When he inherited the Champagne House in 1833, the cognoscente Louis Roederer implemented his visionary approach to cultivating his vines, aiming to master each stage of the wines creation. While other Houses purchased their grapes from outside sources, Louis Roederer put his efforts in his own vineyards and methodically acquired the finest land for expansion of his guiding principle that all great wine depends on the quality of the soil, a passion for tradition and a astute vision of the future.  With this less than traditional approach, the fame and reputation of the House of Louis Roederer was established. His heir, Louis Roederer ll adopted his father’s unique approach to the production of champagne, astute estate management, and instinctive audacity.

In the early 1900’s, many Europeans were busy making their move to California’s temperate climate, vast lands opportunities, and almost identical, soil conditions. Each bringing their own prized family root stocks, purchasing land and started California’s Wine Country. Andre Tchelistcheff was hired by Georges de Latour, moved to California from France and joined Beaulieu Vineyards in 1938, Bernard Portet was better known for his work at Chateau Lafite Rothschild , the famous First Growth chateau in Pauillac , created Clos du Val in the early 1970’s, the historic partnership between Robert Mondavi and Baron Philippe Rothschild of Chateau Mouton Rothschild that created Opus One in 1979 also broke new ground. Still, to this day, the European influence is reflective of traditional wine making practices and techniques of Europe. All eyes were on California’s budding opportunity. 

Jean-Claude Rouzaud, then president of Champagne Louis Roederer and fifth generation descendant of the founder, began his search for creating a sparkling wine estate in California.

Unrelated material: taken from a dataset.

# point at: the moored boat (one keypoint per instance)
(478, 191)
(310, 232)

Rouzaud, who has since handed down the family tradition and position to son Frederic Rouzaud, believed that estate-owned vineyards were essential to ensure top quality wine, and had researched California for ideal growing conditions throughout the course of several years.



In 1982, France’s Champagne Louis Roederers quest for perfection, which places research and respect for the terroir on an equal footing, perfectly reflects Louis Roederer’s philosophy, was completed and they established this California outpost of 580-acres in the cool, fog enriched Anderson Valley. Today winemaker, Arnaud Weyrich, produces this rich and aromatic Chardonnay or Pinot Noir dominated blend entirely from estate fruit. Arnuald has a veritable passion: it is based on a vision of wine that consists of a ‘tailor-made’ viticulture, which includes the principles of biodynamic cultivation on 24 acres to date and applying the two hundred year old tradition of Methode Champenoise technique to create a crisp acidity level with layered aromatics.”.

“There is the careful selection of approximately 15 percent of the best wine of every vintage to be set aside and aged in large wood casks for four years on average,” Weyrich explained. “When time comes to create the blend for the second fermentation in the bottle (Methode Champenoise), only the casks making the best match are selected — the ones that bring complexity, length and smoothness without sacrificing purity.”

From the distinctive stone and wrought iron gated entrance surrounded by their rolling hill vineyards, to the tasting room with its ornately high ceilings, French fabrics and 250-year-old floor tiles from Bordeaux, the scene is not unlike it’s sister house in France. At their handcrafted tasting bar, a French made flute is filled with sparkling wine showcasing their selection of Brut, Brut Rosé, L’Ermitage Brut and L’Ermitage Rosé.

In 1991 upon request from the White House, Roederer did make a special sparkling wine to be serve at various Presidential dinners, an extra-dry Brut was created and received the nick name the ‘White House Cuvee’. Unfortunately, you can only taste this creation at the White House.

The cognoscente Louis Roederer implemented his visionary approach mastering each stage of the wines creation in France and has, once again, achieved his quest for perfection in California’s Anderson Valley’s Wine Country.